Research, it’s worth every cent in money and time when buying a home. And if you find out that there has been a gruesome murder in a home and it doesn’t bother you, remember this: Murder homes bother most buyers, so make sure you go for that 10 per cent discount. If not, you’ll be like Judy – finding it hard to get a good price for a home with a bad history.
Always remember: Research – from getting a pest and building report to discovering the true history of the home – is one of the most important factors in home buying. If you fail to do your research when buying a home, it can hurt you badly when you sell that home. And, unfortunately, until Australia has stronger “disclosure laws” which force sellers to reveal the complete truthabout their homes, there are two words buyers must remember when buying any home – BUYER BEWARE.
Footnote: The ACT is the only place in Australia that has reasonable and fair disclosure laws. You may ask why there is not better consumer protection in all states and territories. The reason is appallingly simple; actually, there are two reasons: First, the majority of people who work in the real estate industry don’t care about the well-being of consumers, they only care about their own well-being; and anything that might cause them to lose a sale – such as the buyers cancelling a sale because they don’t like some fact that has been disclosed – is not something they are going to support.
And second, stronger disclosure laws – such as sellers having to provide a certified correct building report – would lead to lower incomes for those who pocket huge profits when consumers waste money on such items as needless building reports.
In most parts of Australia, if there are multiple buyers interested in a home all those buyers may pay around $500 each for a building report. And the building inspectors – and the agents to whom they often slip hefty kickbacks – think it’s a wonderful racket. Imagine it: As many as ten different buyers interested in the same home and all paying $500 each for an almost identical building report on the same home. That’s a total of $5,000, of which a whopping $4,500 will be wasted as only one buyer can ultimately buy the home, meaning that nine buyers lose $500 each.

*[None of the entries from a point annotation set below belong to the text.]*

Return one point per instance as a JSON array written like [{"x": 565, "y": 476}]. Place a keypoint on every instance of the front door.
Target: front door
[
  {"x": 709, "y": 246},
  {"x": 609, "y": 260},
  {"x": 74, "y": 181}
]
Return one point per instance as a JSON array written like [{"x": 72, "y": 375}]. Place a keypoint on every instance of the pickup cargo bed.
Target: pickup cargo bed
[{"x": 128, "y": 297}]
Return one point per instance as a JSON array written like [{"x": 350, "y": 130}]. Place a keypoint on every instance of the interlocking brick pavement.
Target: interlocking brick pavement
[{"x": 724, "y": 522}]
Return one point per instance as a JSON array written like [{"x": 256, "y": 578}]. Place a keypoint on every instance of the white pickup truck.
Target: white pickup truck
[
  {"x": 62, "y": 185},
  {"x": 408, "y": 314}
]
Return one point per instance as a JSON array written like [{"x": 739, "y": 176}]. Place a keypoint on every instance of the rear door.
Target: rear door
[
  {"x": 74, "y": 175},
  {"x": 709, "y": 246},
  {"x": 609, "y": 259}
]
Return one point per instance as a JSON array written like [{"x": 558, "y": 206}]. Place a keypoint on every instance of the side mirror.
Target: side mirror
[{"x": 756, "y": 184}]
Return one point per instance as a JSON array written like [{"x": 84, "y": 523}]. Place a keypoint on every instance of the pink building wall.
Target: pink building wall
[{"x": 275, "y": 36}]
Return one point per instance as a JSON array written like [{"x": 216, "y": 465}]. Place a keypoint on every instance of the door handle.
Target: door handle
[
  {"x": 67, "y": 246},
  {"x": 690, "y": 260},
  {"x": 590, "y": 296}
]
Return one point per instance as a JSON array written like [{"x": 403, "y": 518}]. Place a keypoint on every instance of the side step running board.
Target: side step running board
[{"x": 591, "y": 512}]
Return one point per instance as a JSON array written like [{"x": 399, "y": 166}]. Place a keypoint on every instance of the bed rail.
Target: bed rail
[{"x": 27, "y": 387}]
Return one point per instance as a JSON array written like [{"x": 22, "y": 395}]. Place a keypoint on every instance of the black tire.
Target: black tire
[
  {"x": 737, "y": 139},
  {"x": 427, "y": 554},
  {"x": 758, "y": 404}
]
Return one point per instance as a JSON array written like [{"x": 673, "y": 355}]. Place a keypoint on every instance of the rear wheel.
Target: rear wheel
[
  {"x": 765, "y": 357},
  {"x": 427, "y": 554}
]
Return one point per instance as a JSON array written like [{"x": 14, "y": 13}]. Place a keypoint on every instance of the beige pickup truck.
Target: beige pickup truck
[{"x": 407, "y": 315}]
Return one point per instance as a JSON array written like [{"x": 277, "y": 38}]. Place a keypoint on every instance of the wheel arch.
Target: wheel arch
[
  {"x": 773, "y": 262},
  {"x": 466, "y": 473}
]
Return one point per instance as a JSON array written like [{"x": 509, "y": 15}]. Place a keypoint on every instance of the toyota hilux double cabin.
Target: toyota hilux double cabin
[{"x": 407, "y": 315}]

Which means the building inspectors and their dodgy agent mates are profiting from all those loses.
If the state and territory governments forced all home-sellers to provide a building inspection report and warrant its veracity, the real estate buying public would save millions of dollars that’s wasted each year. But this means, of course, that the building inspectors and many dodgy agents would miss out on potentially tens of thousands of dollars each per month. Of course, with the cost of building reports these days and with some buyers inspecting ten or more homes before finding the one they buy, many buyers “save money” and decide not to get a building report thereby putting themselves at great risk.
It’s a tragedy that what is generally the most important – and should be the happiest – transaction in people’s lives is so fraught with danger.
But here’s a tip for sellers: If you want to attract more serious buyers to your home, don’t spend more on advertising as many agents urge you to do (because agents benefit from real estate advertising far more than the sellers who, between them, waste millions of dollars a year on needless or excessive advertising), spend a few hundred dollars on a building report and warrant to all buyers that it’s accurate.
Not only will this attract more buyers to your home, it will make those buyers appreciative that they are saving money. It will even make some buyers feel kindly towards the sellers which means they will be far more likely to pay a higher price.
Sure some agents will sneer at these words. But facts in life can’t be denied. Oh yes, when we all treat each other better and have genuine consideration for each other’s well-being, we all tend to get a better deal. And end up a lot happier.